How to process multiple classification with SVM in MLlib

classic Classic list List threaded Threaded
6 messages Options
Reply | Threaded
Open this post in threaded view
|

How to process multiple classification with SVM in MLlib

Cui xp
Hi All,
  As we know, In MLlib the SVM is used for binary classification. I wonder how to train SVM model for mutiple classification in MLlib. In addition, how to apply the machine learning algorithm in Spark if the algorithm isn't included in MLlib. Thank you.
Reply | Threaded
Open this post in threaded view
|

Re: How to process multiple classification with SVM in MLlib

Xiangrui Meng
At this time, you need to do one-vs-all manually for multiclass
training. For your second question, if the algorithm is implemented in
Java/Scala/Python and designed for single machine, you can broadcast
the dataset to each worker, train models on workers. If the algorithm
is implemented in a different language, maybe you need pipe to train
the models outside JVM (similar to Hadoop Streaming). If the algorithm
is designed for a different parallel platform, then it may be hard to
use it in Spark. -Xiangrui

On Sat, Jun 7, 2014 at 7:15 AM, littlebird <[hidden email]> wrote:

> Hi All,
>   As we know, In MLlib the SVM is used for binary classification. I wonder
> how to train SVM model for mutiple classification in MLlib.
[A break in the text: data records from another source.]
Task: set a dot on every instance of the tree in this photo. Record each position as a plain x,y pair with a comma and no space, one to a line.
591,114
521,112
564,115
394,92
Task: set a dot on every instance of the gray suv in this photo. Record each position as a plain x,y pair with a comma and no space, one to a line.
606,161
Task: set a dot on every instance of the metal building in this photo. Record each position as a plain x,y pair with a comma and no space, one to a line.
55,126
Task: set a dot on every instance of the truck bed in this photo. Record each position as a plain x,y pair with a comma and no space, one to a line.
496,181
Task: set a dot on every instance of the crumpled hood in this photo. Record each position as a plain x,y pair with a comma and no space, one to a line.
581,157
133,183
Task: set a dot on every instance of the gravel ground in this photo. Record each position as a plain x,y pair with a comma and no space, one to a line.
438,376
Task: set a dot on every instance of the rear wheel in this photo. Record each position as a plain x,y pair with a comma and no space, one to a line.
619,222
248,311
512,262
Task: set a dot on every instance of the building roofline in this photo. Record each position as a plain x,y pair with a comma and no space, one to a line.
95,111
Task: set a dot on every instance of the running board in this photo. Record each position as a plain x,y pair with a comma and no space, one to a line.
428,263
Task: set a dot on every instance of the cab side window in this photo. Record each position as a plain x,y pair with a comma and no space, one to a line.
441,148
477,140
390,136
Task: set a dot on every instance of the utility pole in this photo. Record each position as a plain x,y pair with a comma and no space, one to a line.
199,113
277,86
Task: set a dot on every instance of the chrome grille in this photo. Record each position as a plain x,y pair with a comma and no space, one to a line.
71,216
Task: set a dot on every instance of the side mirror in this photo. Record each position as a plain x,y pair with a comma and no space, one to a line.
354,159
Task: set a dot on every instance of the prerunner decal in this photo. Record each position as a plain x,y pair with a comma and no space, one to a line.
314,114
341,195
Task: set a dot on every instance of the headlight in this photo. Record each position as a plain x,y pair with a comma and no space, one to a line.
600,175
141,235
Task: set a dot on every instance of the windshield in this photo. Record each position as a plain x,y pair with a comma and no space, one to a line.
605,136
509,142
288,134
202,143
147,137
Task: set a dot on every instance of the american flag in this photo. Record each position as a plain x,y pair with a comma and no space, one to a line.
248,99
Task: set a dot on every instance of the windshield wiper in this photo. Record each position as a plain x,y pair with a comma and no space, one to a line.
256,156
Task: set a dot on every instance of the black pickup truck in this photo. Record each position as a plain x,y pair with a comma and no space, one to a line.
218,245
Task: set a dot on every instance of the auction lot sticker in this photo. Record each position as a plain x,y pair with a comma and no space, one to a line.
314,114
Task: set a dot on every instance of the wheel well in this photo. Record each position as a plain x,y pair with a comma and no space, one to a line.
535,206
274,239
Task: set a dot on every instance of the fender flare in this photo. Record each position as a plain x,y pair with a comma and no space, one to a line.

In addition, how
> to apply the machine learning algorithm in Spark if the algorithm isn't
> included in MLlib. Thank you.
>
>
>
> --
> View this message in context: http://apache-spark-user-list.1001560.n3.nabble.com/How-to-process-multiple-classification-with-SVM-in-MLlib-tp7174.html
> Sent from the Apache Spark User List mailing list archive at Nabble.com.
Reply | Threaded
Open this post in threaded view
|

Re: How to process multiple classification with SVM in MLlib

Cui xp
Thank you for your reply, I don't quite understand how to do one-vs-all manually for multiclass
training. And for the second question, My algorithm is implemented in Java and designed for single machine, How can I broadcast the dataset to each worker, train models on workers? Thank you very much.
Reply | Threaded
Open this post in threaded view
|

Re: How to process multiple classification with SVM in MLlib

Xiangrui Meng
For broadcast data, please read
http://spark.apache.org/docs/latest/programming-guide.html#broadcast-variables
.
For one-vs-all, please read
https://en.wikipedia.org/wiki/Multiclass_classification .

-Xiangrui

On Mon, Jun 9, 2014 at 7:24 AM, littlebird <[hidden email]> wrote:

> Thank you for your reply, I don't quite understand how to do one-vs-all
> manually for multiclass
> training. And for the second question, My algorithm is implemented in Java
> and designed for single machine, How can I broadcast the dataset to each
> worker, train models on workers? Thank you very much.
>
>
>
> --
> View this message in context: http://apache-spark-user-list.1001560.n3.nabble.com/How-to-process-multiple-classification-with-SVM-in-MLlib-tp7174p7251.html
> Sent from the Apache Spark User List mailing list archive at Nabble.com.
Reply | Threaded
Open this post in threaded view
|

Re: How to process multiple classification with SVM in MLlib

Cui xp
This post was updated on .
Thanks. Now I know how to broadcast the dataset but I still wonder after  broadcasting the dataset how can I apply my algorithm to training the model in the wokers. To describe my question in detail, The following code is used to train LDA(Latent Dirichlet Allocation) model with JGibbLDA in single machine, it iterate to sample the topic and train the model. After  broadcasting the dataset, how can I keep the code  running in Spark? Thank you.
                LDACmdOption ldaOption = new LDACmdOption(); //to set the parameters of LDA
                ldaOption.est = true;
                ldaOption.estc = false;
                ldaOption.modelName = "model-final";//the name of the output file
                ldaOption.dir = "/usr/Java";
                ldaOption.dfile = "newDoc.dat"//this is the input data file
                ldaOption.alpha = 0.5;
                ldaOption.beta = 0.1;
                ldaOption.K = 10;// the numbers of the topic
                ldaOption.niters = 1000;//the times of iteration
                topicNum = ldaOption.K;
                Estimator estimator = new Estimator();
                estimator.init(ldaOption);
                estimator.estimate();

Reply | Threaded
Open this post in threaded view
|

Re: How to process multiple classification with SVM in MLlib

Cui xp
In reply to this post by Xiangrui Meng
Someone suggests me to use Mahout, but I'm not familiar with it. And in that case, using Mahout will add difficulties to my program. I'd like to run the algorithm in Spark. I'm a beginner, can you give me some suggestions?